As Tabloid Watch noted, Cunliffe blogged about the update, writing that the Mail retracted its story “thanks” to the Press Complaints Commission.
Cunliffe noted that the Daily Mail “conceded it has never spoken to me and merely published… a story bought from a news agency.” Cunliffe explained in an e-mail to IMediaEthics that she was interviewed by a news agency called Caters News and she got “the impression” that she was being interviewed “about the Brontes, the area and my work.”
She told iMediaEthics: “I have research that has been used on a lot of Bronte blogs so while I couldn’t imagine it would be a very exciting story for anyone.

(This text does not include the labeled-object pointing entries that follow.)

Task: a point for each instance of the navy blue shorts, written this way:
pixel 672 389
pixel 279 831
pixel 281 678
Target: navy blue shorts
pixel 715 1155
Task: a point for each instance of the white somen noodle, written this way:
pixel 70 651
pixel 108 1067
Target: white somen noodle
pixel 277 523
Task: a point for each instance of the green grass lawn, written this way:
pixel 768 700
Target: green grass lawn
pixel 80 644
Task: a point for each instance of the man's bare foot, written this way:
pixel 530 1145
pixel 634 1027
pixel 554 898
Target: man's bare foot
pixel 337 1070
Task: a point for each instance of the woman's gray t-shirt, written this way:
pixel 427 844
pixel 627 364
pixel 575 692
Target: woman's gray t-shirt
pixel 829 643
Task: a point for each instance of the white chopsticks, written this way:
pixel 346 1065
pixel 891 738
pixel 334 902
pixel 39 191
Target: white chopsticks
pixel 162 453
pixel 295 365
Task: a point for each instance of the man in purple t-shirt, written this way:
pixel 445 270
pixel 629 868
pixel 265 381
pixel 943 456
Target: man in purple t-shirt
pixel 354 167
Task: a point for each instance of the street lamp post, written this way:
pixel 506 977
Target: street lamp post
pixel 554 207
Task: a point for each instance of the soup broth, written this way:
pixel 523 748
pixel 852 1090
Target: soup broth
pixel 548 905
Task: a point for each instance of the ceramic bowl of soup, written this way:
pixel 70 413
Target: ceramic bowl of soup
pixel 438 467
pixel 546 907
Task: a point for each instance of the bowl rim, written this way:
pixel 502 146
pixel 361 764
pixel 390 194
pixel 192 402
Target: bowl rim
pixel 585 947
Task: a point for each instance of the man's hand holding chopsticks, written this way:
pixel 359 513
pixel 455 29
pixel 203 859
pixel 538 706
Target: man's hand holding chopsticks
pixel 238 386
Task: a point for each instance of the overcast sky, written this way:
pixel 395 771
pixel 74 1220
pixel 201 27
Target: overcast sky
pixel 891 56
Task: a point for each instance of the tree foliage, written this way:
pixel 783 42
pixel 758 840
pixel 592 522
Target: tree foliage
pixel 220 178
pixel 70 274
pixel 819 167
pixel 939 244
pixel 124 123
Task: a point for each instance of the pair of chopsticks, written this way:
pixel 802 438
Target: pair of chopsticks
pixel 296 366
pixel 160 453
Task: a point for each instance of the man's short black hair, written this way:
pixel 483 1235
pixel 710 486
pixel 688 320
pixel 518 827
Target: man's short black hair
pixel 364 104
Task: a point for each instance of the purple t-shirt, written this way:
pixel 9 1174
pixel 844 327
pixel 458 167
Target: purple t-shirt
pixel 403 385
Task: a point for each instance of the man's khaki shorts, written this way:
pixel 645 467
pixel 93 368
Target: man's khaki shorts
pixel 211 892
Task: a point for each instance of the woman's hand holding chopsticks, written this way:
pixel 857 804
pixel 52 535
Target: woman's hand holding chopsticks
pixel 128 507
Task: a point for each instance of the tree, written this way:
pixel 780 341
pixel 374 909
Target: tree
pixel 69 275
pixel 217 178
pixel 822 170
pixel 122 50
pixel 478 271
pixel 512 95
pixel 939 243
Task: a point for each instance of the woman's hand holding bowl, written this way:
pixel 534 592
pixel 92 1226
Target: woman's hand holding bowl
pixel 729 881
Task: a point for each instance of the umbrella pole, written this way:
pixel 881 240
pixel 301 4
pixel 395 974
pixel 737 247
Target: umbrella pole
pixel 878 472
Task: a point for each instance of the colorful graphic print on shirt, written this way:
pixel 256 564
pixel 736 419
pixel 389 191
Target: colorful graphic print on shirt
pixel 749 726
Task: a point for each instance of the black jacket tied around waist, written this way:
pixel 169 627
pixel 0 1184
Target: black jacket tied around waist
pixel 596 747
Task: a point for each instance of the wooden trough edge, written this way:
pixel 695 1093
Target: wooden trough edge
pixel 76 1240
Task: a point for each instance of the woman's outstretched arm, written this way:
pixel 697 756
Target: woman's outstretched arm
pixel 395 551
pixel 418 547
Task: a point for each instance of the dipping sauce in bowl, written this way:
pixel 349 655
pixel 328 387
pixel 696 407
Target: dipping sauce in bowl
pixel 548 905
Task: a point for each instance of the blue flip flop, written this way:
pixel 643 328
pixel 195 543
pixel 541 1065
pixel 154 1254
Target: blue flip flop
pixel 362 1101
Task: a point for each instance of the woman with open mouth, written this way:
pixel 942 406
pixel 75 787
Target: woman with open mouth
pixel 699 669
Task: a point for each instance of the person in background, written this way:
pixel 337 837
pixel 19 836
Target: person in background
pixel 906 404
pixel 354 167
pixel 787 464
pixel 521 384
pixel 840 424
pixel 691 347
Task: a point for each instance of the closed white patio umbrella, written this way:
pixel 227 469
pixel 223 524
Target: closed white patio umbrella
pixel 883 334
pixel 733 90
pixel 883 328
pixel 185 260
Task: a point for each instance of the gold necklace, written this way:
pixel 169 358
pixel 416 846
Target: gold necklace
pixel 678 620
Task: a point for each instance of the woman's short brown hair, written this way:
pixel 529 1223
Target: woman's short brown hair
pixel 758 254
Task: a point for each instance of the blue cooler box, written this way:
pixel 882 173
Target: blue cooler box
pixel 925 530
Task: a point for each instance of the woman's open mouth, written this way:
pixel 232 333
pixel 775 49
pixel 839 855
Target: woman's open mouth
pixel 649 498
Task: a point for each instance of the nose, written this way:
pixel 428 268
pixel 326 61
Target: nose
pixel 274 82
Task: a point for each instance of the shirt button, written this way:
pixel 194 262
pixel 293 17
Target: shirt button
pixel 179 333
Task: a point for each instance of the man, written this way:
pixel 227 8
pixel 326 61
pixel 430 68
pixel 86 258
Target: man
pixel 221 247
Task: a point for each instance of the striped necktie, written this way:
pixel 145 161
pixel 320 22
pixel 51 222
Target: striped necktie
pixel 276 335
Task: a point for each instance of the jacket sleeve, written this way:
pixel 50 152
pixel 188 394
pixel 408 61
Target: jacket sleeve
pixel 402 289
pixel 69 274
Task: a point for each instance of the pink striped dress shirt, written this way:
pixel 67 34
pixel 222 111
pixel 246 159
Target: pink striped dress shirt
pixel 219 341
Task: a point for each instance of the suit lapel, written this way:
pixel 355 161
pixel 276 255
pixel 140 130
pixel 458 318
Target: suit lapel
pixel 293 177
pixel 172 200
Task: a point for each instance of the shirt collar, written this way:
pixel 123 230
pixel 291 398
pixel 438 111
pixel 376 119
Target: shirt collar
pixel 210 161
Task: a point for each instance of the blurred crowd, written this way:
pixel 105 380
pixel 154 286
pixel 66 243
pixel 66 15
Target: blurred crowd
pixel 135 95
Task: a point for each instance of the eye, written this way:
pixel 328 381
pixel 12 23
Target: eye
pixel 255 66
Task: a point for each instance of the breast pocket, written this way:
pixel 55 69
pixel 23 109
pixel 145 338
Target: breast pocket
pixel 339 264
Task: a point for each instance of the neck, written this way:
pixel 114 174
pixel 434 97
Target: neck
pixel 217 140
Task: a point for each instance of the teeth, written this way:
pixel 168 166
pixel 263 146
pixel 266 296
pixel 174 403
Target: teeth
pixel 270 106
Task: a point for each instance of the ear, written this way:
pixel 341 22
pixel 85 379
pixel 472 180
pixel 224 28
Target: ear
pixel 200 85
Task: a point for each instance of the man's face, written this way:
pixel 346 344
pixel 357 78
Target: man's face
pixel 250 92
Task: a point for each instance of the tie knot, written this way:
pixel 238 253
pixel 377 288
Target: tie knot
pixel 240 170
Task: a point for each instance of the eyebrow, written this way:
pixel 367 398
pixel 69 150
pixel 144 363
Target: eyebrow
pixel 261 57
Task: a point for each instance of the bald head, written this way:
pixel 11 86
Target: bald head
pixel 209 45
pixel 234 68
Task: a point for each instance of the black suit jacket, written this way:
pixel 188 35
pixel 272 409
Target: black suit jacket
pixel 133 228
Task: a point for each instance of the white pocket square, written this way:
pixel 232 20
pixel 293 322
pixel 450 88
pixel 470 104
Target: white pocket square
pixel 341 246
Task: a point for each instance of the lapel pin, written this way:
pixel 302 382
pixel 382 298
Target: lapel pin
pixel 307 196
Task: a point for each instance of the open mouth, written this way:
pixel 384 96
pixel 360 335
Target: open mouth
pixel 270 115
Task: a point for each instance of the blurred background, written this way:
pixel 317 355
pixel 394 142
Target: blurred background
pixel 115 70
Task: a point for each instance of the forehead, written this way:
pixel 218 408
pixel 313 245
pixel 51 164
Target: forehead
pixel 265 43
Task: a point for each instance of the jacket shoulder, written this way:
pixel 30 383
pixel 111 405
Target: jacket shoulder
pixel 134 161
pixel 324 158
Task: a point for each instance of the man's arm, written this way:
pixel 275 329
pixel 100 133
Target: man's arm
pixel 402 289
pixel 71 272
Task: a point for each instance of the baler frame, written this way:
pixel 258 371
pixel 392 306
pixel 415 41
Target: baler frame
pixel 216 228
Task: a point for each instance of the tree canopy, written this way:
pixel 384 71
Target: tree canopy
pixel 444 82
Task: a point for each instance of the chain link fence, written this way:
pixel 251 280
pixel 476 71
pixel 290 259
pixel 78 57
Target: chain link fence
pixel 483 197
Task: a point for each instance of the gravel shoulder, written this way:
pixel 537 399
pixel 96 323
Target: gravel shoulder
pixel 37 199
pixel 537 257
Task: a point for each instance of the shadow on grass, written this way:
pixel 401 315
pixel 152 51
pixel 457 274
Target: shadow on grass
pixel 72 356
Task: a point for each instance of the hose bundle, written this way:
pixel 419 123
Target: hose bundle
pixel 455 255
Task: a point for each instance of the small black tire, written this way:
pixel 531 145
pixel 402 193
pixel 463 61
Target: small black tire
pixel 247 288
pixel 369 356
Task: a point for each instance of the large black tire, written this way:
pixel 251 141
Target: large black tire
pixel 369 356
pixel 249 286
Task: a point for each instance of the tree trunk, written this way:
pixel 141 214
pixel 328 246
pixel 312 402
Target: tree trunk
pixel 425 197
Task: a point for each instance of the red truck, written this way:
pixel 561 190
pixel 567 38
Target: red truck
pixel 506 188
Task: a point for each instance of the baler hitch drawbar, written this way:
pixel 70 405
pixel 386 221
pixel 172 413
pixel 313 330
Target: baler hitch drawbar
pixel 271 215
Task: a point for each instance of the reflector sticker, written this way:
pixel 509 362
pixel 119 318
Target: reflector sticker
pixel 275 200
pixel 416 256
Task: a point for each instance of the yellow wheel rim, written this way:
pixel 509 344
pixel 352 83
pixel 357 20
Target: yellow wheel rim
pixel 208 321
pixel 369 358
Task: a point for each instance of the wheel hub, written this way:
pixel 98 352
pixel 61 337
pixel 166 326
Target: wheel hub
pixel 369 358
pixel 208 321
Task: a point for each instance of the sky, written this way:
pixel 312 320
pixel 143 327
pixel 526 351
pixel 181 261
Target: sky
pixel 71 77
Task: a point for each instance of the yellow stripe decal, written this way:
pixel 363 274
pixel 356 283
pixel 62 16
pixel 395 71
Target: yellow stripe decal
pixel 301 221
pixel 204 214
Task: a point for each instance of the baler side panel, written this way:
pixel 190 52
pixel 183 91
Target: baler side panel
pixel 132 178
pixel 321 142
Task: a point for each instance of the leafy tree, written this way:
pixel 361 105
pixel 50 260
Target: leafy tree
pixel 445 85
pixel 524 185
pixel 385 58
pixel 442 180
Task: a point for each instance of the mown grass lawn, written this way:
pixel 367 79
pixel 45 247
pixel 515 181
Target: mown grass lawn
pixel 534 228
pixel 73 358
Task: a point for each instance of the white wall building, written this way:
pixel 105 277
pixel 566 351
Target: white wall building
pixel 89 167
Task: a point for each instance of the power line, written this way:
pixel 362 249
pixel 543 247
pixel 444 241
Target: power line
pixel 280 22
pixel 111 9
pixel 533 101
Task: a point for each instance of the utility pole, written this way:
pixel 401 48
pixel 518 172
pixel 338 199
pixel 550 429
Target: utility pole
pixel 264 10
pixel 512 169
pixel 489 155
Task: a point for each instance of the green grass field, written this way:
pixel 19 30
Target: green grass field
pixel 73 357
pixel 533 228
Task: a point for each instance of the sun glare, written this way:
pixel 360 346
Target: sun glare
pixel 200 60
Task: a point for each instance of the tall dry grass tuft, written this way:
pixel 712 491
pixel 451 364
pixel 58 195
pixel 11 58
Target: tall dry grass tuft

I replied to Caters email and asked for details.” She told iMediaEthics that her work is “primarily” as a costumer and educator, but that she also does “promotional work/tourism work in costume for Haworth or the Bronte Parsonage.” She noted that she “used to give talks called ‘an interview with Charlotte Bronte/an afternoon with Charlotte Bronte’ and talked about the Brontes.” Also, she helped write a “short play.”
She added that “this has been a bitter and hard battle” and that the Guardian and Telegraph both “corrected their genuine mistake promptly and behaved in every respect with decency and rectitude.” A search of both the Guardian and the Telegraph’s websites of Cunliffe’s name didn’t produce any results. Cunliffe told iMediaEthics by e-mail that “the Telegraph ran more or less the same story as the Mail though with more photos.” The Guardian “didn’t run the actual story” like the others, but ran its own article about Cunliffe that “was quite pleasant but unfortunately based on the premise that I was this woman who went around dressed as Charlotte Bronte all the time.”
She said that the Mail’s response “is entirely due to the efforts of the Press Complaints Commission as prior to their intervention the Daily Mail had refused to answer my emails.” Further, she argued that the Daily Mail “behaved in an appalling manner” and “trawled, by its own admission my blog ,my flickr profile and my eBay listings” and her Facebook page.
Cunliffe told iMediaEthics by e-mail that the PCC has been “always very prompt in replying to my emails” but that the Daily Mail was “extremely slow in replying to the PCC” so it ended up taking about three months to get the Daily Mail’s clarification.
“The story took every aspect of my work made up lies which twisted it to make it look a part of an unhealthy and silly obsession so it has harmed almost every aspect of my work,” she blogged. She added: “This retraction leaves only the Daily Express deliberately continuing to run a story known to be untrue ”
See here a Nov. 29, 2011 story, “The Full Bronte! Fan Who Apes Her Literary Idol,” about Cunliffe. That story claims that Cunliffe “spends every day dressed as her heroine” and has a “lifelong obsession with the Jane Eyre author’s works.” Further, the Express writes that Cunliffee chose “three years ago she wanted to live in a time-warp.”
Cunliffe told iMediaEthics that she has “contacted them several times by email” and their parent company.
We have written to the Daily Mail and the Express for comment and will update with any response.